Telemetry Contract
Standardized telemetry with canonical agent naming, checkpoint normalization, and bounded attribute sets for stable observability across agent evolution.
Context
Prior telemetry patterns allowed drift: agent names appeared with multiple aliases in metrics, checkpoint labels were inconsistent, unbounded attributes created noisy dimensions, and dashboards broke after innocuous naming changes. Operations needed to trust trend data and alerting over time.
Core Decisions
1. Canonical Agent and Checkpoint Naming
Metrics are emitted using normalized identifiers: canonical agent names, normalized checkpoints (CP-1 to CP-6), and legacy alias mapping for backward compatibility.
2. Bounded and Sanitized Attribute Set
Telemetry helper functions sanitize attribute values and enforce bounded key sets to prevent cardinality blowups and malformed dimensions.
3. Contract Lives in Shared Helper Layer
All emitters use a shared helper for contract-safe metric output instead of ad hoc metric assembly. This ensures every telemetry emission follows the same normalization rules.
4. Backward Compatibility Is Explicit
Legacy aliases are translated to canonical forms so historical dashboards continue to operate while migration completes.

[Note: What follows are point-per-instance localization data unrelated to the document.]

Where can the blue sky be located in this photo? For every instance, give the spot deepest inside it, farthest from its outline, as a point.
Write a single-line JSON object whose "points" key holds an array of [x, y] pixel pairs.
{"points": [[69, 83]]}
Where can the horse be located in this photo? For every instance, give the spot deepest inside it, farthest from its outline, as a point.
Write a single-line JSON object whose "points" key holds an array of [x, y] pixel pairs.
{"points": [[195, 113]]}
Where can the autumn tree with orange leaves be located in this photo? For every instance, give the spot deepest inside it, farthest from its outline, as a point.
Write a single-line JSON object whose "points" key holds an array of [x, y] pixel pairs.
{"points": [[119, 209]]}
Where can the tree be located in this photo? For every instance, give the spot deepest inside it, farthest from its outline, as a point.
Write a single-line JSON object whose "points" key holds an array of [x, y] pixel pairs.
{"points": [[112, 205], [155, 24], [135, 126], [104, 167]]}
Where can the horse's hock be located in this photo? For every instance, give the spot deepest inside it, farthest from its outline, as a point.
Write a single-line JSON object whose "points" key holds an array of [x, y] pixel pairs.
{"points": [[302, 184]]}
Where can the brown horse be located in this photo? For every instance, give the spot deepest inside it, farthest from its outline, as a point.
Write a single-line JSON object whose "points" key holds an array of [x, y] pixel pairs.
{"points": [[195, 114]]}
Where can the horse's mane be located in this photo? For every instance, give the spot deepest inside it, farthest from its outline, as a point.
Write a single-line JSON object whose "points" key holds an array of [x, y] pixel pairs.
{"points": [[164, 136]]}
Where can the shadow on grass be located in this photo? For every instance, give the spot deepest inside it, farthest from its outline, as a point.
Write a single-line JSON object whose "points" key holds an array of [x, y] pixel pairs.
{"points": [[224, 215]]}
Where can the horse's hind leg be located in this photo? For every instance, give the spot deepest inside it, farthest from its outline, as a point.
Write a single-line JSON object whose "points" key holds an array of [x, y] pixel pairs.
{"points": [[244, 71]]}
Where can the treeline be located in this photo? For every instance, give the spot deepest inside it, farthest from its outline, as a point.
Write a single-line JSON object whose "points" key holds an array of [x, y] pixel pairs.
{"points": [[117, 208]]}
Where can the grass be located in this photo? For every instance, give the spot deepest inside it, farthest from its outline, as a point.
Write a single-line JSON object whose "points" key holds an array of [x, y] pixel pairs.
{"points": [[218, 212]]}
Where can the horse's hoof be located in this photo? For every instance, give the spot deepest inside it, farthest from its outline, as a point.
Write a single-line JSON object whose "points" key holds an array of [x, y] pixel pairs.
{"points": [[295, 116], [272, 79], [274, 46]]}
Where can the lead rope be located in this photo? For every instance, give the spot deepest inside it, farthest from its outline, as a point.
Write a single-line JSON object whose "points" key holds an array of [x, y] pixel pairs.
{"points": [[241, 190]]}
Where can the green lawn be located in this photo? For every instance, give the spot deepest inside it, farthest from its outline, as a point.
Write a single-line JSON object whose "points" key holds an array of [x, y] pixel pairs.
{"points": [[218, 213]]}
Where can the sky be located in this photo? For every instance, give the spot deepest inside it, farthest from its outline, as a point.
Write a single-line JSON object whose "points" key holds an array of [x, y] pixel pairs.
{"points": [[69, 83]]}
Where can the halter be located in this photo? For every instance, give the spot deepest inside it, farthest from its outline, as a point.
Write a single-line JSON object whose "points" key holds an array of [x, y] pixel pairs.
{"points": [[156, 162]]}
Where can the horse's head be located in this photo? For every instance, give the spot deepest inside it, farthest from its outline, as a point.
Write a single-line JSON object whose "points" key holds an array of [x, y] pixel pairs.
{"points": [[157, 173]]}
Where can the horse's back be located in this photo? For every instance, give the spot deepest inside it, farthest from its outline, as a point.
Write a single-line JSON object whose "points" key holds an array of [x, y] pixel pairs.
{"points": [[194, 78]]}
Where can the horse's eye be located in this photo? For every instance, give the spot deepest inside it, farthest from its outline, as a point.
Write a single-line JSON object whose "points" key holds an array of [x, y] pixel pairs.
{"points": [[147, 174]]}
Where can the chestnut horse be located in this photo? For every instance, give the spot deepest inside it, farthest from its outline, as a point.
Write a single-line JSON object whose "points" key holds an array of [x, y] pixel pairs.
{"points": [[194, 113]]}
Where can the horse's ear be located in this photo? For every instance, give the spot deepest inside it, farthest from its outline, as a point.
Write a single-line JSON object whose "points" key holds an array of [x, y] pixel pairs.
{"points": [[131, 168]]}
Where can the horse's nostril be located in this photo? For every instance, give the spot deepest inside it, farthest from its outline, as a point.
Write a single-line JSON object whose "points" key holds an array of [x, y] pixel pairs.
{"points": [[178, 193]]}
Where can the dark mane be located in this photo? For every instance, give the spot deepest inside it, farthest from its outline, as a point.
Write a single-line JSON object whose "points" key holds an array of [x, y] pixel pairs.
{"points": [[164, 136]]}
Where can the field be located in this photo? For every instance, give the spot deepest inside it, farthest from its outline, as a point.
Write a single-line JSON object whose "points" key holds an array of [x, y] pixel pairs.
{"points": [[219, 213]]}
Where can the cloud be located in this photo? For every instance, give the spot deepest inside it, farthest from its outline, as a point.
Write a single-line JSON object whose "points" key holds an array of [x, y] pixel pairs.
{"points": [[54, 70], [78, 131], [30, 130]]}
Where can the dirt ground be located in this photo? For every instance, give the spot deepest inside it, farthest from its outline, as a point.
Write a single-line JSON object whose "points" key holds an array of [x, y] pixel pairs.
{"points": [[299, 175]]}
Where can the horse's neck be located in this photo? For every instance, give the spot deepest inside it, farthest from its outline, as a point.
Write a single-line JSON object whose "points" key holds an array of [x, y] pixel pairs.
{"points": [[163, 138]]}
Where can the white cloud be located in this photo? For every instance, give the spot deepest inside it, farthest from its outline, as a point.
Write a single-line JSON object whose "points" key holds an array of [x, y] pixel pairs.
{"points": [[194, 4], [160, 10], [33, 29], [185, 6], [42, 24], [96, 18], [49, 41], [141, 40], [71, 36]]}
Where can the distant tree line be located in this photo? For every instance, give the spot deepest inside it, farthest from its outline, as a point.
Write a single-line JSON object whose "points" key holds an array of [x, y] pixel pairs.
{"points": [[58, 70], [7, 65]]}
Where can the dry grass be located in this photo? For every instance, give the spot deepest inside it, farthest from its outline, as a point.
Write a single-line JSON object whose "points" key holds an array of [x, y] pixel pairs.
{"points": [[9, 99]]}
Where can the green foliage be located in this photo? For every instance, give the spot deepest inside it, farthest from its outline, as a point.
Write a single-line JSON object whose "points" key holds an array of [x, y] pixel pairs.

5. Contract Regressions Fail CI
Telemetry contract tests validate canonicalization, alias mapping, and attribute safety before merge.
Telemetry Pipeline
Workflow/Agent Event
An event is triggered during workflow execution or agent operation.
agentMetrics Helper
The shared helper receives the raw event data.
Canonicalization
Agent names and checkpoints are normalized to canonical forms.
Attribute Sanitization
Attribute values are sanitized and bounded to prevent cardinality issues.
Metric Emission
Clean, contract-safe metrics are emitted to the telemetry backend.
Dashboards & Alerts
Stable semantics ensure dashboards and alerts remain trustworthy over time.